Now, here comes the most important section- The benefits of e-mandates. Apart from being a paperless process, it has several other advantages for customers and merchants described below-
- Smooth payment process– You can ensure a continuous cash flow through e-mandate. Because your customer can make the payments regularly just by simply logging in to your business website.
- High customer retention– You can automatically debit the bank account of the customers with one-time digital authentication. Also, iIt will help in the creation of a loyal customer base. Therefore, you will be able to retain the customers for a long period.
- Wealth management– E-mandate immensely helps to manage your financial portfolios. Also, with automatic recurring payments, business owners and investors can achieve their financial goals.

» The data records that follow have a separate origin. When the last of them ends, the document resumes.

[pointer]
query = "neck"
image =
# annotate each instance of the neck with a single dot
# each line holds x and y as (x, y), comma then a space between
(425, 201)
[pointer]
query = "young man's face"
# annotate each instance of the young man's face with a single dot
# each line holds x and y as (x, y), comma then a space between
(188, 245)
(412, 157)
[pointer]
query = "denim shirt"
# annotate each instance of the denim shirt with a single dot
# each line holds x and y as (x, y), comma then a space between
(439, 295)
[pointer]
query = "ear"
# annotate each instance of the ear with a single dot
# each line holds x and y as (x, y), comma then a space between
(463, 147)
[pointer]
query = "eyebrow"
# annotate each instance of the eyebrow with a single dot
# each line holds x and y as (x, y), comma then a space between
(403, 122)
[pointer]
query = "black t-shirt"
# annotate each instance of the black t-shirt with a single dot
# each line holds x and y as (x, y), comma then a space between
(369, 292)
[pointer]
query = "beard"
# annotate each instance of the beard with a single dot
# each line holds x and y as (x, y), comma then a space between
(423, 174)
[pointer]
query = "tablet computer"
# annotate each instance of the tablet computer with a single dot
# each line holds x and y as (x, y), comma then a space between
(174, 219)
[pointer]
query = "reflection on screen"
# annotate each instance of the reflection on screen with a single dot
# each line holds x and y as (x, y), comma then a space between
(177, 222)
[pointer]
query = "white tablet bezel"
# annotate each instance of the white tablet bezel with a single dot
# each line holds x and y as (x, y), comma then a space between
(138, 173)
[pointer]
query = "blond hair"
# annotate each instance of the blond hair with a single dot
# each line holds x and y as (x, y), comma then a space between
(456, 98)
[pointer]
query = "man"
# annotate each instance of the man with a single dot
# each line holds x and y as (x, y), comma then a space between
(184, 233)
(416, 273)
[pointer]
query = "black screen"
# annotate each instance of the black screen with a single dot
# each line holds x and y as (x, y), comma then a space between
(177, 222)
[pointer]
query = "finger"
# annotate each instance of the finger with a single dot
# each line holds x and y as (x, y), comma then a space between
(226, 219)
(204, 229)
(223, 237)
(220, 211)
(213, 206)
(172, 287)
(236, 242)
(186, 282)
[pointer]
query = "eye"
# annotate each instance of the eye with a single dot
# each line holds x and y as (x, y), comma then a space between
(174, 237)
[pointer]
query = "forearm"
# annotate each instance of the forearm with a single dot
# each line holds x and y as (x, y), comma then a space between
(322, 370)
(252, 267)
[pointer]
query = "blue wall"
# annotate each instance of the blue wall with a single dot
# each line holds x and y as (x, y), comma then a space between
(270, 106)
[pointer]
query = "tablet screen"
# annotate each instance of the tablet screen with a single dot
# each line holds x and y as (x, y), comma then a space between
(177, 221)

- Easy repayments– Do you know that the auto-debit feature of e-mandate caused massive growth in the lending industry? The banks can deduct a specific amount of money from the borrower’s bank account on a specific day of the month. Thus, you do not need to run behind the borrowers or banks for timely repayments of loans.
- Transparency and security– This is the most sought feature of e-mandate. It is a secured transaction method because the electronic financial industry maintains its PCI compliance to safeguard your data. (PCI: Payment Card Industry).
Thus, e-mandate has streamlined digital payment services in India to gather or make payments automatically without any human intervention. It has reduced a lot of friction in payments.